The 61-year-old Erving said the auction was part of a long-planned celebration of his career. He said most of his cherished possessions were in storage and that he rarely looked at his collection. He said he occasionally wore his 1983 ring and never his ABA rings. Erving said he will keep his Hall of Fame ring. His induction into the Hall of Fame came in 1993.

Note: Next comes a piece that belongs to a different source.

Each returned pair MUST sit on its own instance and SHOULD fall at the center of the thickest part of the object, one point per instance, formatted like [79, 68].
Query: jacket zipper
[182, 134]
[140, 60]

Unfortunately based upon his financial obligations, it’s hard to believe the hero’s claim that he does not need the money from the auction. Vegas odds
Erving has had some tough personal tragedies over the years. The death of his son, extramarital affairs and divorce were all things that Philly fans weathered with our beloved hero. Erving evidently has the support of his family in this decision. “My family is 100 percent behind it,” he said. “We decided to do it a long time ago. To claim it’s a fire-sale or to clear up some debt, I don’t think so. You don’t do an auction overnight. This has been long planned. We had 4,000 catalogues that have been mailed already to people who buy this kind of stuff.”
Be prepared to spend. Dr. J’s goods don’t come cheap. Items available include:
• 1969-70 game-worn UMass jersey. Minimum bid: $15,000.
• 1974 New Jersey Nets ABA championship ring. Minimum bid: $20,000
• 1975-76 ABA MVP trophy. Minimum bid: $10,000.
• 1983 Philadelphia 76ers NBA championship ring. Minimum bid: $25,000.